The output connector had oxidized and was intermittent. The preselector wasn't doing beans on any band. Spurs were extremely high on 15 and 20. So more troubleshooting - the HFO on 15 meters was tuned to the wrong signal. Ugh - "excellent working condition" my left knuckle. Part way through the process I muttered "this thing is a basket case and should go in the dumpster." But I remembered lessons learned from #3 - one circuit at a time. Well here we go, another winner. Looks and plays great! If I didn't love working on radios so much it would not have been worth the effort. Taking into account the time I spent and the money I saved over a radio in the condition it ended up in, and considering I worked about 6 hours a day for eight days to save around $75... I worked for $1.56/hour. Good thing it's a labor of love! Now that it's working, I'll gradually re-mount most of the PCB components, which like #3 are mounted too high off the board. There's plenty of old flux to be cleaned off as well. I'm about 50% of the way through that project. And the re-paint job on this one is too light. But it works meanwhile.
The question is - will I be dumb enough to sell this one? NO WAY JOSE!!! Nobody's stupid enough to make the same mistake four times! <g> (Although I wouldn't mind another HW-8 to fix!)
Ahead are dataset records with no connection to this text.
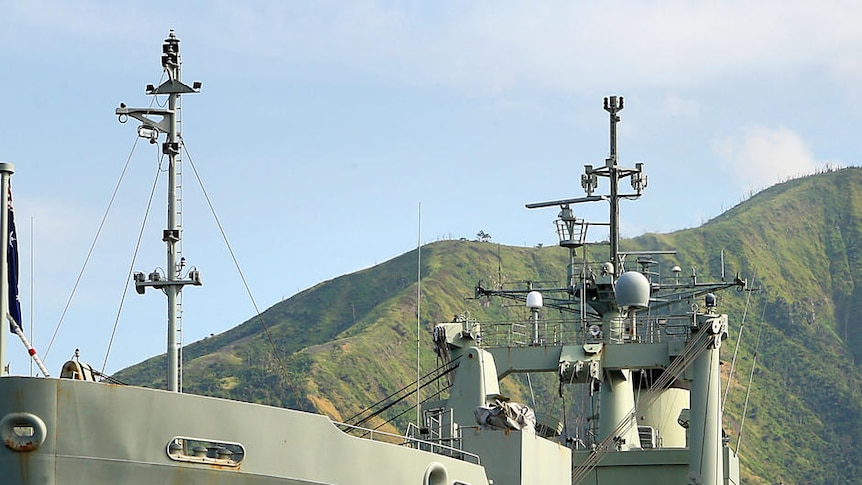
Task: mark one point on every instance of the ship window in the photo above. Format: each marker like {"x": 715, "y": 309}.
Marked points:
{"x": 204, "y": 451}
{"x": 23, "y": 431}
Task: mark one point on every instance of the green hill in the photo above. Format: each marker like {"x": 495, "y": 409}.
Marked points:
{"x": 347, "y": 343}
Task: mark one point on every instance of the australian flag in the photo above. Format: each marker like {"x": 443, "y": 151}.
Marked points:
{"x": 12, "y": 260}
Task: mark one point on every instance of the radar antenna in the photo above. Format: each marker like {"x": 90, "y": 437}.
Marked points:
{"x": 156, "y": 121}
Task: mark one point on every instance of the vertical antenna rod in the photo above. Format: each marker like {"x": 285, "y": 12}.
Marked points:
{"x": 614, "y": 105}
{"x": 151, "y": 128}
{"x": 6, "y": 171}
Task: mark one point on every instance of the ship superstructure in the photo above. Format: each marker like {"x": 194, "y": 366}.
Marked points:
{"x": 653, "y": 373}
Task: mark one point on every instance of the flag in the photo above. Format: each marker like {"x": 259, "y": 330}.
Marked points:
{"x": 12, "y": 267}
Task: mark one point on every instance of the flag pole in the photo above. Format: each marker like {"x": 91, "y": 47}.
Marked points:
{"x": 6, "y": 171}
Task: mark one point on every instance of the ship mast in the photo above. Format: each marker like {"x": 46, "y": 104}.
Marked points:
{"x": 155, "y": 122}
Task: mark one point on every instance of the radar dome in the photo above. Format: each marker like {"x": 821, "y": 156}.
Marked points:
{"x": 534, "y": 299}
{"x": 632, "y": 290}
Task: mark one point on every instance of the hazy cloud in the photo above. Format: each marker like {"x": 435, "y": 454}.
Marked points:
{"x": 761, "y": 156}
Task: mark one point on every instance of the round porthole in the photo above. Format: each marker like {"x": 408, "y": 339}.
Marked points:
{"x": 436, "y": 474}
{"x": 22, "y": 431}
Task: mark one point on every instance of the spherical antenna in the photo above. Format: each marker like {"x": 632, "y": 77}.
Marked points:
{"x": 534, "y": 300}
{"x": 632, "y": 290}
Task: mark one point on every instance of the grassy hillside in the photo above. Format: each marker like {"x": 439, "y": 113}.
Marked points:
{"x": 346, "y": 343}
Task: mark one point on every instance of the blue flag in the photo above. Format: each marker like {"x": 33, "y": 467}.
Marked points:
{"x": 12, "y": 265}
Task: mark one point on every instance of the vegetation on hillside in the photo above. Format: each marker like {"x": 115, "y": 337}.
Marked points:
{"x": 348, "y": 342}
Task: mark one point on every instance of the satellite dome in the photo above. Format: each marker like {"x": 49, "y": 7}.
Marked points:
{"x": 534, "y": 300}
{"x": 632, "y": 290}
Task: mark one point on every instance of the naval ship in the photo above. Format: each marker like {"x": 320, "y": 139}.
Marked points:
{"x": 641, "y": 347}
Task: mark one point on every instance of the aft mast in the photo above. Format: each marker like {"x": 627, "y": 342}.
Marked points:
{"x": 155, "y": 122}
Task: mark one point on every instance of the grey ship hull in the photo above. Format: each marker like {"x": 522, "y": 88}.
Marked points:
{"x": 98, "y": 434}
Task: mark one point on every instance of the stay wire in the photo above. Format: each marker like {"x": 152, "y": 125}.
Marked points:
{"x": 132, "y": 263}
{"x": 92, "y": 247}
{"x": 738, "y": 342}
{"x": 258, "y": 313}
{"x": 153, "y": 100}
{"x": 750, "y": 379}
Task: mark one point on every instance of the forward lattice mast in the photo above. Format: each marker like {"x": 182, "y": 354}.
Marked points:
{"x": 156, "y": 121}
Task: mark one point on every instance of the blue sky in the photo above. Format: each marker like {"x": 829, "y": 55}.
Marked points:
{"x": 322, "y": 126}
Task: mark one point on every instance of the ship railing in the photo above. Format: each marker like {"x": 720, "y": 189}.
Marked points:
{"x": 409, "y": 441}
{"x": 642, "y": 329}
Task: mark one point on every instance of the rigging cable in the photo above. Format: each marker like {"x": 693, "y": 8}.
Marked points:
{"x": 258, "y": 313}
{"x": 693, "y": 349}
{"x": 437, "y": 373}
{"x": 153, "y": 100}
{"x": 132, "y": 264}
{"x": 738, "y": 342}
{"x": 92, "y": 247}
{"x": 750, "y": 379}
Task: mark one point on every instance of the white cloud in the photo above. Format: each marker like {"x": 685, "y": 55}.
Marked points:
{"x": 761, "y": 156}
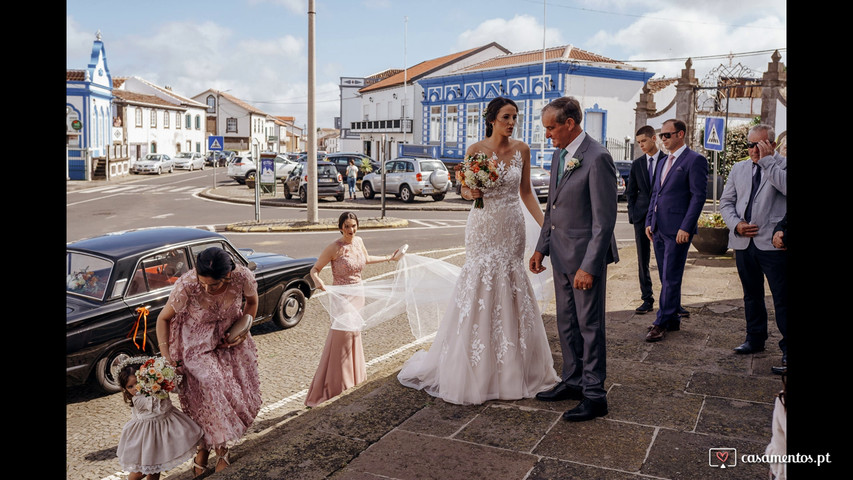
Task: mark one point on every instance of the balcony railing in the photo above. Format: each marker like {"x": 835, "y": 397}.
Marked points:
{"x": 382, "y": 126}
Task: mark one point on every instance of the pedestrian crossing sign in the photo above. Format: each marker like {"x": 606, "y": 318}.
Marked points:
{"x": 715, "y": 130}
{"x": 215, "y": 143}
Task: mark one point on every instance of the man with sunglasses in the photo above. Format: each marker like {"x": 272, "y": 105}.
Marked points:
{"x": 677, "y": 198}
{"x": 754, "y": 200}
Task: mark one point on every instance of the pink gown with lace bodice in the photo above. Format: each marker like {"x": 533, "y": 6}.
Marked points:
{"x": 342, "y": 364}
{"x": 221, "y": 389}
{"x": 491, "y": 343}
Update June 30 - Just got one. Fried. Looks like one of the the previous owners connected the supply voltage backwards. There's strong smoke smell, and the power transistor has been replaced. To no avail as there is also a burned out circuit trace in the +14V supply line. I'm betting every semiconductor device in this one is fried. But at least the seller was honest about it - so I knew this was going to be my biggest challenge. But, I AM THE HW-8 MASTER OF THE UNIVERSE AND I SHALL PREVAIL!!! I've already put together a kit of replacement transistors, diodes, and ICs so I'm ready for anything!